Dota Twitch Tournament - H 2014

Dota Twitch Tournament - H 2014

It's a new day in the entertainment industry, and few lawsuits speak to where things are heading for better or worse like the one filed on Friday by Twitch Interactive, the subsidiary that allows users to watch others play video games. With more than 100 million users, Twitch is massively successful, but according to a complaint filed in California federal court, there's bad apples beneath the surface. Specifically, bots.

Users on Twitch can be broadcasters and there's about 1.5 million of them. Some are more popular than others, and discoverability is certainly paramount. Through a partnership program, some of the broadcasters with the strongest viewership are entitled to share in the ad revenue. The program helps incentivize content, which brings more users, which brings more money.
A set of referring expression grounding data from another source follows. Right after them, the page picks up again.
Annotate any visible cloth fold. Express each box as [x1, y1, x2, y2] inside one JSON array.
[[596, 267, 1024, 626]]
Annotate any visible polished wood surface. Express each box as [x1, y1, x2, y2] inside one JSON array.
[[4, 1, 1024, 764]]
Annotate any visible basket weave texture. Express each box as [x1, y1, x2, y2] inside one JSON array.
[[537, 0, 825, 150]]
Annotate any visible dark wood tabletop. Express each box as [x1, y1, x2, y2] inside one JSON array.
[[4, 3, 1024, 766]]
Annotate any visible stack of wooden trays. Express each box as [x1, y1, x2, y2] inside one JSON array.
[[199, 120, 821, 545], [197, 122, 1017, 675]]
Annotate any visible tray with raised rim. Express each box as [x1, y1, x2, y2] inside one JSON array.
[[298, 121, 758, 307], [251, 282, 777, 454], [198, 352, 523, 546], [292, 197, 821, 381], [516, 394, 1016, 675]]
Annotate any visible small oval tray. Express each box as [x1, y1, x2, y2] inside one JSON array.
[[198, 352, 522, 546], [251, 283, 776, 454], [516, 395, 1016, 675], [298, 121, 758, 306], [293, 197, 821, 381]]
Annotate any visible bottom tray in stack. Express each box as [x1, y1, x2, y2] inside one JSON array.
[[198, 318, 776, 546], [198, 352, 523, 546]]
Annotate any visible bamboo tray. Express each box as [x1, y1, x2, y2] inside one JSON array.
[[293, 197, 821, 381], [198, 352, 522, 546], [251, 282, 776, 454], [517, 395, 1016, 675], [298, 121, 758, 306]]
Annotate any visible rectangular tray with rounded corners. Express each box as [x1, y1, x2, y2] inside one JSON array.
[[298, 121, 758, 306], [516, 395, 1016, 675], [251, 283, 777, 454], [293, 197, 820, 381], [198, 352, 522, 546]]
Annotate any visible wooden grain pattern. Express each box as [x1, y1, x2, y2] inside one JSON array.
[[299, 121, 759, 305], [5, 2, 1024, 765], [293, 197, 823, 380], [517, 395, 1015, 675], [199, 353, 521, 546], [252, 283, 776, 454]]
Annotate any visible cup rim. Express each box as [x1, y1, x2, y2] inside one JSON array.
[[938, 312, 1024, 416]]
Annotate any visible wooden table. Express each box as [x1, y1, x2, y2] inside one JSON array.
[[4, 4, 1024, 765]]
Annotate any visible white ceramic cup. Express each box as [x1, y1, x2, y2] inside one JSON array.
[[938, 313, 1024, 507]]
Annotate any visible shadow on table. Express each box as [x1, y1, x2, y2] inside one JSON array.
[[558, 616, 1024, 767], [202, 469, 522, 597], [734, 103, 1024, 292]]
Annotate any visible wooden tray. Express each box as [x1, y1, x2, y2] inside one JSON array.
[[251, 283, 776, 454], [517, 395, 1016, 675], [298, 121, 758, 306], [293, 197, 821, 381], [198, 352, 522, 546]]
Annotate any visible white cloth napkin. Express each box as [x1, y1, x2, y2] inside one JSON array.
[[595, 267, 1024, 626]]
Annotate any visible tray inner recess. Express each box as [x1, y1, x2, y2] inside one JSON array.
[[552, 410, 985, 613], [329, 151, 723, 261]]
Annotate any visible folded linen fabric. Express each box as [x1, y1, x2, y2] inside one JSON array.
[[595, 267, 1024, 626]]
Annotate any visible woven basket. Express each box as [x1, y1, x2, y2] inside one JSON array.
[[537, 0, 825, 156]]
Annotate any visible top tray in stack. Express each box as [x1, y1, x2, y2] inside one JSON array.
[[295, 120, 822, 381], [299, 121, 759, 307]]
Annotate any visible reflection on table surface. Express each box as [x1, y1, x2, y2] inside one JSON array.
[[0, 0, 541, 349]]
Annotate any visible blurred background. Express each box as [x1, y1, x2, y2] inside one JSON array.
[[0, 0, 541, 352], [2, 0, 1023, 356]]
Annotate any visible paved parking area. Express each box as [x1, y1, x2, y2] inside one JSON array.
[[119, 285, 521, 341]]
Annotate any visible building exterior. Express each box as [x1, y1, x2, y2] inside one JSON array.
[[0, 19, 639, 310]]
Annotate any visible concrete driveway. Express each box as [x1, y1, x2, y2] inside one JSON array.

"Defendants threaten to disrupt this cycle," states the complaint filed by attorneys at Perkins Coie. "Defendants design, sell, and deploy bot services — software that mimics the behavior of real users. These bot services capitalize on Twitch broadcasters’ desire to become popular on Twitch and to become Partners by promising shortcuts to both. Defendants offer bot services intended to deceive Twitch into believing that broadcasters are more popular than they really are. Defendants claim that their services will artificially inflate broadcasters’ viewership to make their channels appear higher in directories and trick Twitch into accepting broadcasters into the Partnership Program, with its promise of additional revenue."

Many popular digital services, including Twitter, have bots. 

Here, Twitch is going after individuals like Erik Bouchouev and Justin Johnston, who are allegedly guaranteeing that broadcasters gain a specific number of new followers.

The harm alleged from these bots, according to Twitch, is that users are misled about a broadcasters' true popularity and "have the potential to wrongfully divert viewership and revenues to broadcasters who have falsely inflated statistics."

In some respects, this has hallmarks of lawsuits brought by Google against AdSense publishers for click fraud. But the newest lawsuit is certainly expansive. Twitch is claiming trademark infringement, cybersquatting, computer fraud and abuse, tortious interference, unfair competition, fraud and violation of the California Comprehensive Computer Data Access and Fraud Act.

Twitch is sending a message that it won't tolerate bad actors in a stated effort to "protect its fair playing field for broadcasters, preserve the quality of social interactions on its service, and repair the damage caused to Twitch’s goodwill with its users."